Along with the typewriter, the rotary telephone and good manners, cash is becoming obsolete in American society. Anything from a few magazines to a hot tub can be charged on VISA. Paying for a gas fill-up or a bag of groceries is easily done with an automatic teller machine card. And thanks to payroll deposits and banking by phone, folks no longer have to schlep their checks to the savings and loan to feed their accounts.
The latest bastions to fall in this coup de cash are the public libraries and school cafeterias of Baltimore County. Through a pair of new computerized card systems, county library users can pay for fines, photocopies and video rentals, and students can purchase meals at school, without the necessity of having bills and coins in hand.

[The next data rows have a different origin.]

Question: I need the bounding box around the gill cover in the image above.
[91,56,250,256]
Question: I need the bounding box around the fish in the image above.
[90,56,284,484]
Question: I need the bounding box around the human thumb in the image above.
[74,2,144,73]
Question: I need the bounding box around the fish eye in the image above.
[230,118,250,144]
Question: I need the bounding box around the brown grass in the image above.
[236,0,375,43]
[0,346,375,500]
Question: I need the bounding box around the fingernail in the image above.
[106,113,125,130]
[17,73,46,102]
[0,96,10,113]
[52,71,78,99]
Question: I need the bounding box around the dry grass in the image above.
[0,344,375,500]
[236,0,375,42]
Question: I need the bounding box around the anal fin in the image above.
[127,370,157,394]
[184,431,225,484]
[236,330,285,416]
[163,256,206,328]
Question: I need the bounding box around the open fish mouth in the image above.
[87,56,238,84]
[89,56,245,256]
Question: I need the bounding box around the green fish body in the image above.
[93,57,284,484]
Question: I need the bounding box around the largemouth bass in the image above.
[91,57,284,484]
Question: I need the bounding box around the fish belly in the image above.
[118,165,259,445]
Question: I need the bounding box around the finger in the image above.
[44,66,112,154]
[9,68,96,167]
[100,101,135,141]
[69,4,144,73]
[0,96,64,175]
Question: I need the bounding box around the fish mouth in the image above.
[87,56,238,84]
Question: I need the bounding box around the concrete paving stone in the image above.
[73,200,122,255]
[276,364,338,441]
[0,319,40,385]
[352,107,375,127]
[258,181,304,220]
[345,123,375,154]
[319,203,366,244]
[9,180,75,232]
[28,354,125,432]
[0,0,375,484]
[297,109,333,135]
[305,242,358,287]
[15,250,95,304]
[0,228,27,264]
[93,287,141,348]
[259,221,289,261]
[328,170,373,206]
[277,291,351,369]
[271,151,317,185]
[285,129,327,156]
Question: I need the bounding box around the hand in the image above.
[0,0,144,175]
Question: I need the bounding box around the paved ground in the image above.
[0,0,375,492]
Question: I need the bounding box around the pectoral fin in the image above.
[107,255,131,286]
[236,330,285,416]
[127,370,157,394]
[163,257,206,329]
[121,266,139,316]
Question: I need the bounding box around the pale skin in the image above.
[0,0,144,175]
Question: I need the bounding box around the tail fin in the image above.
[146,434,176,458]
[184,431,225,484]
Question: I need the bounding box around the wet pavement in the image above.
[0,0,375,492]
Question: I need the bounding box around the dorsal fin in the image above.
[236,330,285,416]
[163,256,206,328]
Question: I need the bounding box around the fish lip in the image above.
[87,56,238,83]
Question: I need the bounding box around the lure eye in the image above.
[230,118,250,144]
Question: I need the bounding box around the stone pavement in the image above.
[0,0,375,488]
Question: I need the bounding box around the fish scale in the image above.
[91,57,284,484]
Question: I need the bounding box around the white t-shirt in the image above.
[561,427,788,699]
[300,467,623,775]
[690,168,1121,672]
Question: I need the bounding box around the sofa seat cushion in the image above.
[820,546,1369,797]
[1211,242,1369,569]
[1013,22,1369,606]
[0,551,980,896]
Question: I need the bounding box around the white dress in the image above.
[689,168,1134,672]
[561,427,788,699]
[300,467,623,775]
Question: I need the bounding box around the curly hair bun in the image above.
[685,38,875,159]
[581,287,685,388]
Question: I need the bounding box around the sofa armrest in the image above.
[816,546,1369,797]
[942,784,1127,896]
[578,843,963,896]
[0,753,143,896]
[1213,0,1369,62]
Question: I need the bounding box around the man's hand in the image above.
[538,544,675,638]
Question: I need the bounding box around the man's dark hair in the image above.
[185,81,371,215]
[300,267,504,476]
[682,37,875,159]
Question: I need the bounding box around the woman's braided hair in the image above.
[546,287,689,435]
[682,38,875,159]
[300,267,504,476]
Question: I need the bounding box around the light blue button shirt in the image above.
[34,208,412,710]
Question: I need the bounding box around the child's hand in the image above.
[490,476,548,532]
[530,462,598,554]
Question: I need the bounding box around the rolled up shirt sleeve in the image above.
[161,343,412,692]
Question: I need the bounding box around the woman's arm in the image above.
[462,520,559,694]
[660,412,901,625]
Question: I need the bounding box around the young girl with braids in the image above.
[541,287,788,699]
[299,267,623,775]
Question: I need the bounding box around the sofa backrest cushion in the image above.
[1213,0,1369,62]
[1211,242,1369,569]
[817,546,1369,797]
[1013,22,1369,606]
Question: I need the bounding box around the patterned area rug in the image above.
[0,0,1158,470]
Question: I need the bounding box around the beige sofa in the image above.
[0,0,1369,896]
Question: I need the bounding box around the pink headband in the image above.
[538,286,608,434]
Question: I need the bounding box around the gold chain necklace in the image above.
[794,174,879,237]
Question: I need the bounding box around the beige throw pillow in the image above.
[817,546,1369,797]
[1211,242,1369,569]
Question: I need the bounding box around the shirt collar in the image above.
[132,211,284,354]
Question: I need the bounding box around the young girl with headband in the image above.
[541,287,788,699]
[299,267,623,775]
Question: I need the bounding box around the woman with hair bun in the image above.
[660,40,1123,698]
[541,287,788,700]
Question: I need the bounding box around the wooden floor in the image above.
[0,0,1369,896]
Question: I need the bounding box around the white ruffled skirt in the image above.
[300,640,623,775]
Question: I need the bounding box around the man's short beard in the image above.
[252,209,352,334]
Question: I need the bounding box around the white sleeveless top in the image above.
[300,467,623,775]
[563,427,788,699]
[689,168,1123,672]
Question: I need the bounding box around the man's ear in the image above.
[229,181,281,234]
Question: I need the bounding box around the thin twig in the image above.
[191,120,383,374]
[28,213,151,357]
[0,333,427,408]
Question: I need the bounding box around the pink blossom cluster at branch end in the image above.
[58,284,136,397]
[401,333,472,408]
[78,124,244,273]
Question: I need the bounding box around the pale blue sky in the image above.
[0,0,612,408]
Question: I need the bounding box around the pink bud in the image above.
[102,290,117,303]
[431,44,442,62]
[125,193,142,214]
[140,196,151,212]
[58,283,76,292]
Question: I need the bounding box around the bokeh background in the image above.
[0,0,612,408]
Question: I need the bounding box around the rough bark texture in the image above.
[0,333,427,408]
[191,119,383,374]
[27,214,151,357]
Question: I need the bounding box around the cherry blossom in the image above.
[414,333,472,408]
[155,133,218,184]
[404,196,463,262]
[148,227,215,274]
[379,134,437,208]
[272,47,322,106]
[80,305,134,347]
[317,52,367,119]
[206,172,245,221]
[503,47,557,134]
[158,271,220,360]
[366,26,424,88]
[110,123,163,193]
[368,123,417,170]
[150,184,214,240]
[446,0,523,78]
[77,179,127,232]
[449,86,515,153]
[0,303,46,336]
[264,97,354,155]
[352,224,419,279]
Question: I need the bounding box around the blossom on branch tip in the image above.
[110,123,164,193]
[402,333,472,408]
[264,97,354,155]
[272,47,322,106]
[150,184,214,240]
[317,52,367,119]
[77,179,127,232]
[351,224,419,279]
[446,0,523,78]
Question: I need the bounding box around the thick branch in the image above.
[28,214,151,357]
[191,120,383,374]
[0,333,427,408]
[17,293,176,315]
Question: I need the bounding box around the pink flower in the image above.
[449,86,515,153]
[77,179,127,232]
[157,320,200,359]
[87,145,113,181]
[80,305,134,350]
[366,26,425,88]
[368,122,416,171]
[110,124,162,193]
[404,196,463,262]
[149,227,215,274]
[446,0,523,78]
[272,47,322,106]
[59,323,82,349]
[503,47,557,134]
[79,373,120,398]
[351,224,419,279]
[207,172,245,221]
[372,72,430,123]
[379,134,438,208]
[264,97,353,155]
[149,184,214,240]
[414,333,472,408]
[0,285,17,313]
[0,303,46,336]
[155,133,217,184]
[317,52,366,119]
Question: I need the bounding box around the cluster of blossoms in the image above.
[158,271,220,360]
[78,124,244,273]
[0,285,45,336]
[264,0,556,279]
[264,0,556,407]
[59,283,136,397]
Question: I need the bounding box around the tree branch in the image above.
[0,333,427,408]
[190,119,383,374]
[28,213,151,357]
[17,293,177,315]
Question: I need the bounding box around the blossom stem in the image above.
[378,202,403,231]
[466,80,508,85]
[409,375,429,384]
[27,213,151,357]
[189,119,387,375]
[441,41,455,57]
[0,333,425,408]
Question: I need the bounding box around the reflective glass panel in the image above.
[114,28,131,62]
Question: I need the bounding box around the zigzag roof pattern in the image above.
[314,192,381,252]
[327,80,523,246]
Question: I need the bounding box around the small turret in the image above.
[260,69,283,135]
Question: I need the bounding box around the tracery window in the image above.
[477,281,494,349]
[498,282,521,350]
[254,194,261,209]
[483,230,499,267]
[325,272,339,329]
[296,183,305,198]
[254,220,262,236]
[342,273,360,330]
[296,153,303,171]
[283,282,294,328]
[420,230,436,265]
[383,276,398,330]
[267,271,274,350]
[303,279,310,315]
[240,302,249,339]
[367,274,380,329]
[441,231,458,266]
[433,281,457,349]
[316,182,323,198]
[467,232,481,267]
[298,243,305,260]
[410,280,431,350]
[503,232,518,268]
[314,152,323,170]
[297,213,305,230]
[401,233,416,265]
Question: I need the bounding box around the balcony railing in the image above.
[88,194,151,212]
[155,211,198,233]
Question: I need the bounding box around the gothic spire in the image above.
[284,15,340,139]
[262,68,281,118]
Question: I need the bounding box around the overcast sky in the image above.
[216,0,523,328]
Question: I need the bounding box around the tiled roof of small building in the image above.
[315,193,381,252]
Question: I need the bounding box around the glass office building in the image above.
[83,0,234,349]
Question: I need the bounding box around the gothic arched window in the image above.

Chalk it up to that juggernaut named Progress. Still, we wonder about the impact on kids. They already have too few chances to do mathematical figuring on their own, with the proliferation of pocket calculators and cash registers whose keys depict sellable items (cheeseburger, fries, etc.) instead of numerals. Where's the outcry over the fact that these card systems will snatch yet another opportunity for youngsters to do mental computations through simple cash purchases?
The electronic "swipe card" being implemented at each county school cafeteria seems especially unfair to kids. Moms and Dads appear to benefit the most. They can forgo the daily hassle of fishing out loose change for the kids' lunches and merely load the cafeteria cards with credit. They can also use the cards for tracking (read: spying on) their children's eating habits as well as restricting what they can buy. And the pay-off for kids? Zippo. No longer can they sneak in the odd ice cream cone or extra pizza slice; the swipe card means their every meal-time movement will be monitored by their elders. It's broccoli and grilled cheese from now on, kids. Even the school bully is deprived the fun of terrorizing his schoolmates for their dimes.
We josh -- a little. We know the library needs its card system (dubbed "Window on the World," or WOW) to help finance an expanded computerized information base. And we know school officials tout the swipe card system for providing quicker, more accurate tabulations of what and how much students consume each day.
Wow, indeed. Let's have more of these machines that count better than ever, because it looks as if the children of our swipe card society will need all the help they can get.